Des difficultés persistent néanmoins. Il semble qu’il faille déplorer la pratique de certaines autorités judiciaires qui refusent l’exécution de mandats d’arrêt à l’égard des nationaux, en invoquant leur compétence, sans pour autant mener elles-mêmes à terme les poursuites. Par ailleurs, un État membre a introduit une clause de réciprocité et une conversion de la peine infligée à ses ressortissants (CZ). Un autre a également considéré qu’il devait rétablir à l’égard de ses ressortissants le contrôle systématique de la double incrimination et conditionner leur remise à l’assurance qu’il pourrait convertir leur peine (NL). Enfin l’introduction de motifs non prévus par la décision-cadre apparaît inquiétante. Le motif additionnel de refus pour cause de « ne bis in idem » vis-à-vis de la Cour pénale internationale, permettant à certains États membres de combler une lacune de la décision-cadre, est hors de cause. Il en va de même de la question des motifs explicites de refus pour violation des droits fondamentaux ou de discrimination que les deux tiers des États membres ont choisi d’introduire expressément, sous des formes diverses. Pour légitimes qu’ils soient, sauf à outrepasser la décision cadre (EL, IE, IT, CY), ces motifs ne doivent être invoqués qu’exceptionnellement au sein de l’Union.

Grâce à l’entrée en application de la décision-cadre, la durée moyenne d’exécution d’une demande est passée de plus de 9 mois à 43 jours, selon une estimation provisoire. C’est sans compter les cas fréquents où la personne consent à sa remise, la durée moyenne tombant alors à 13 jours. Par ailleurs, les exigences des États membres varient beaucoup dans le détail, quant aux délais de réception des mandats à compter de l’arrestation (de 2 à 40 jours), aux traductions (d’une 1 langue acceptée à plus de 4) et aux modes d’authentification (de l’exigence du seul original à un simple fax). Ces différences sont la cause, en pratique, de retards voire d’échecs de remises.

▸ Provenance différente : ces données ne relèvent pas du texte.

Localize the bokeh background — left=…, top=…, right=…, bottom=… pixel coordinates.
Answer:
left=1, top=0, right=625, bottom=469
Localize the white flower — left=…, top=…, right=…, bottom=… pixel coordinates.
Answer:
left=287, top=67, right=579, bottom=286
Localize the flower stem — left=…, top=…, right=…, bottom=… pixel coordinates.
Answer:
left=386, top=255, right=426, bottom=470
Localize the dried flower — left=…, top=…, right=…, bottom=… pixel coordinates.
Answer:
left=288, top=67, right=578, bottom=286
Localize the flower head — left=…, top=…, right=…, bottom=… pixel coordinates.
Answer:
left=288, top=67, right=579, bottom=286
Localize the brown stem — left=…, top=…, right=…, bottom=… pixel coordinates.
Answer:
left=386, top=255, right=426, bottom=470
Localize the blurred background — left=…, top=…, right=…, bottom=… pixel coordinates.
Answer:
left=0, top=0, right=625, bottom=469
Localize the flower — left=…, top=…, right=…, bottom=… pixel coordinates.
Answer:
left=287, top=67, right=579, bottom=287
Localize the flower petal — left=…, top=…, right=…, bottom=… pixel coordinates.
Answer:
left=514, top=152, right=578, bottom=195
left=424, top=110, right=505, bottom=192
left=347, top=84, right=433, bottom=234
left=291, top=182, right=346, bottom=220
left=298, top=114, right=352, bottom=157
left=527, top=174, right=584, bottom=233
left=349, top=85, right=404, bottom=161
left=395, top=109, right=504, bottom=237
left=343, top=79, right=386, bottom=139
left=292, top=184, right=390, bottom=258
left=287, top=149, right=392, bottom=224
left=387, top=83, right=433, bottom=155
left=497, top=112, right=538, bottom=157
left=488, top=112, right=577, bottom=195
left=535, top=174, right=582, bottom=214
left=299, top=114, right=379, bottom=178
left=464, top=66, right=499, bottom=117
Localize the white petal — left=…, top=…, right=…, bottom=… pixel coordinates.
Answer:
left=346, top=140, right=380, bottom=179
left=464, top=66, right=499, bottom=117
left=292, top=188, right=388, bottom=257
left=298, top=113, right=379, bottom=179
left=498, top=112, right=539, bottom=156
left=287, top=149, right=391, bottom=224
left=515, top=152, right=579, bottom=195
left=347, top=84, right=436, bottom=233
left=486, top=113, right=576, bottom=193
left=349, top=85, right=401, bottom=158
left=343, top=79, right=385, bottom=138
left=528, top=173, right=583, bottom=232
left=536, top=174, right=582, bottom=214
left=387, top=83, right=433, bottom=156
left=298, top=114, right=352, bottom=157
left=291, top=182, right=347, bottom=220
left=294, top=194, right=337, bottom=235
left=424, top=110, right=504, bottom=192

Contrairement à la procédure d’extradition, l’exécution du mandat d'arrêt est enfermée dans des délais précis. Les États membres se sont dans l’ensemble très largement acquittés de leurs obligations dans ce domaine. En réalité, l’essentiel des remises semblent avoir lieu en deçà des délais maximum prévus.

Tous les États membres ont transposé dans l’ensemble les dispositions de la décision-cadre relatives aux droits de la personne recherchée, le degré de détails pouvant varier d’un État membre à l’autre. Il convient enfin de souligner que la facilitation née du mandat d'arrêt bénéficie également aux personnes concernées, qui en pratique consentent à leur remise désormais dans plus de la moitié des cas rapportés.

Conclusion : Nonobstant un retard initial indéniable, le mandat d'arrêt européen est désormais opérationnel dans la plupart des cas prévus. Son impact apparaît positif, les indicateurs disponibles étant orientés favorablement, tant en termes de judiciarisation, d’efficacité, que de célérité, le tout dans le respect des droits fondamentaux. Ce succès global ne doit toutefois pas faire perdre de vue les efforts restant à consentir de la part de certains États membres pour se conformer pleinement à la décision-cadre (notamment CZ, DK, EE, IE, IT, LU, MT, NL, SI, UK), que de la part de l’Union pour combler certaines lacunes du dispositif.

Compte tenu de sa précocité, la présente évaluation demeure provisoire ; elle devrait être renouvelée, notamment sur la base d’une remontée d’information plus systématique. La Commission se réserve à ce titre de présenter des propositions visant à modifier la décision-cadre, à la lumière d’une plus longue expérience.